Le dossier a été communiqué au procureur général.
Sur le rapport de M. Béghin, conseiller référendaire, les observations écrites de la SCP Rousseau et Tapie, avocat de M. et Mme N... , de Me Balat, avocat de M. et Mme L..., après débats en l'audience publique du 22 septembre 2020 où étaient présents M. Chauvin, président, M. Béghin, conseiller référendaire rapporteur, M. Echappé, conseiller doyen, et Mme Besse, greffier de chambre,
la troisième chambre civile de la Cour de cassation, composée des président et conseillers précités, après en avoir délibéré conformément à la loi, a rendu la présente décision.
1. Les moyens de cassation annexés, qui sont invoqués à l'encontre de la décision attaquée, ne sont manifestement pas de nature à entraîner la cassation.

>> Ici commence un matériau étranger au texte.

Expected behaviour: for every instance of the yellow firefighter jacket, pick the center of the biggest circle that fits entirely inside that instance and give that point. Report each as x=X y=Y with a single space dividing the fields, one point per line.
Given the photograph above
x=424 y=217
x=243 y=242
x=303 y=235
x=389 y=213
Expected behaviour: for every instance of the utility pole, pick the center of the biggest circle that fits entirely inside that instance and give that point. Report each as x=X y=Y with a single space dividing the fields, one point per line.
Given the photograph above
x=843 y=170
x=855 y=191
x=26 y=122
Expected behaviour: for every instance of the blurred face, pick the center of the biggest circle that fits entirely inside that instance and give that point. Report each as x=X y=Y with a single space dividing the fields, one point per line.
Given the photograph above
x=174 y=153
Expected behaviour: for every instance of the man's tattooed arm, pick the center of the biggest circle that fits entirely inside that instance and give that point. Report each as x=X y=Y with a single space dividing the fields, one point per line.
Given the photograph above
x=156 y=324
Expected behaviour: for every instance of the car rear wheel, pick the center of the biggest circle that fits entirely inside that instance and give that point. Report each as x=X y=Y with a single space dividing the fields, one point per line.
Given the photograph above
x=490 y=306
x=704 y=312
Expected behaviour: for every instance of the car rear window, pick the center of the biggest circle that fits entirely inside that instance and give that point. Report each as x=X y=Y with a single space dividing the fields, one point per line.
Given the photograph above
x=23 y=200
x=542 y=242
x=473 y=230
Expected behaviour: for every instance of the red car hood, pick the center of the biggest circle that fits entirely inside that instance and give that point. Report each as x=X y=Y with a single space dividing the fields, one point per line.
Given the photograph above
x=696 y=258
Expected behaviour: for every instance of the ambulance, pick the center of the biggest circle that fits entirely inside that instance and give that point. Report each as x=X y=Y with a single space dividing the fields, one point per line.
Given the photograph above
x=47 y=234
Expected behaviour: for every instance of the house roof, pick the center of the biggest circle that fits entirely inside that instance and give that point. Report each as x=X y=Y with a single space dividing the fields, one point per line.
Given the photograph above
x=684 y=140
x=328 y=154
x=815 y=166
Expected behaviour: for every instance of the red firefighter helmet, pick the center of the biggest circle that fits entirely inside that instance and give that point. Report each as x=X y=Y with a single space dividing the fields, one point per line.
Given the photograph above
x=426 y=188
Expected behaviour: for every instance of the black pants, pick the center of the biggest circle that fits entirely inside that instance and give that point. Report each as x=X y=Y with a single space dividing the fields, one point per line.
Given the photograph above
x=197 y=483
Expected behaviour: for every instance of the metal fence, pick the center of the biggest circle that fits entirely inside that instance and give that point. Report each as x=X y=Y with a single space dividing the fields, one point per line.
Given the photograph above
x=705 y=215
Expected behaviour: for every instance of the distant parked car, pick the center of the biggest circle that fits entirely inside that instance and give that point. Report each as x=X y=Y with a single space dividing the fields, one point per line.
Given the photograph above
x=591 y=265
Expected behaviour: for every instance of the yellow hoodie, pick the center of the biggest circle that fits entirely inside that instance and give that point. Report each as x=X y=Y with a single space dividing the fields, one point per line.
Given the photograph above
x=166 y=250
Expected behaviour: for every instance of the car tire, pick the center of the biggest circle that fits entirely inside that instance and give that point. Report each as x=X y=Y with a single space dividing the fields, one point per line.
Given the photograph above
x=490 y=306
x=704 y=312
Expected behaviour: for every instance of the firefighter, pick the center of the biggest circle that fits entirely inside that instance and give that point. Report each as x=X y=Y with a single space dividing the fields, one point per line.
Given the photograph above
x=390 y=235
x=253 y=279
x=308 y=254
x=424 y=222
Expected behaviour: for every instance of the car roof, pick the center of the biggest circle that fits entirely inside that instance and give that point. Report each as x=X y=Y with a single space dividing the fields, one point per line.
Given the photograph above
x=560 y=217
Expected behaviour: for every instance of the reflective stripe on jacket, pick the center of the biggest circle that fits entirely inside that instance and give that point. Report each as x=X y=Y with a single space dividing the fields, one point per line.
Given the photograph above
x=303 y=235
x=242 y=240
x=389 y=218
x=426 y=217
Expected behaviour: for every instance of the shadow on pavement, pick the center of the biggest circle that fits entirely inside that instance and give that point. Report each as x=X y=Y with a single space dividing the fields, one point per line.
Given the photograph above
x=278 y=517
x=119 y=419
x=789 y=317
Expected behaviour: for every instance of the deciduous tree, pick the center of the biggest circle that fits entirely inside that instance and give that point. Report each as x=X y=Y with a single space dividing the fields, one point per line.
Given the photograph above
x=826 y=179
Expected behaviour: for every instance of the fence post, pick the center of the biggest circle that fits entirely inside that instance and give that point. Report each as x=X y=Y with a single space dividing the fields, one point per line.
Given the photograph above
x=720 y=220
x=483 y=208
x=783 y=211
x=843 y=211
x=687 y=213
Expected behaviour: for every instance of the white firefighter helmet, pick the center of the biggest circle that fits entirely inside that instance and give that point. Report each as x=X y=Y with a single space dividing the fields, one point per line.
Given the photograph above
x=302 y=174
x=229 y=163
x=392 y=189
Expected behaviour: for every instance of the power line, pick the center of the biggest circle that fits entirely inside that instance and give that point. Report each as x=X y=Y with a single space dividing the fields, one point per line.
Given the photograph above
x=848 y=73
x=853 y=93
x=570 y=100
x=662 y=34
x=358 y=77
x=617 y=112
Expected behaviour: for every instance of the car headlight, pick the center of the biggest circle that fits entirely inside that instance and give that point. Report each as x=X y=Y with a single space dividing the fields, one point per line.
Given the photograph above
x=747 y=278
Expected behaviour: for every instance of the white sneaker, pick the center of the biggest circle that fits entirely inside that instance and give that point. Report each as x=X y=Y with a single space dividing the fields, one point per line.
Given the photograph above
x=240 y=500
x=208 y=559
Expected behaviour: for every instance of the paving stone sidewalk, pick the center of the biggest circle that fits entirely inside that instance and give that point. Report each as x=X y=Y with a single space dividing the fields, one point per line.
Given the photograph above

2. En application de l'article 1014, alinéa 1er, du code de procédure civile, il n'y a donc pas lieu de statuer par une décision spécialement motivée sur ce pourvoi.
EN CONSÉQUENCE, la Cour :
REJETTE le pourvoi ;
Condamne M. et Mme N... aux dépens ;
En application de l'article 700 du code de procédure civile, rejette la demande formée par M. et Mme N... et les condamne à payer à M. et Mme L... la somme de 3 000 euros ;
Ainsi décidé par la Cour de cassation, troisième chambre civile, et prononcé par le président en son audience publique du douze novembre deux mille vingt.
MOYENS ANNEXES à la présente décision
Moyens produits par la SCP Rousseau et Tapie, avocat aux Conseils, pour M. et Mme N... .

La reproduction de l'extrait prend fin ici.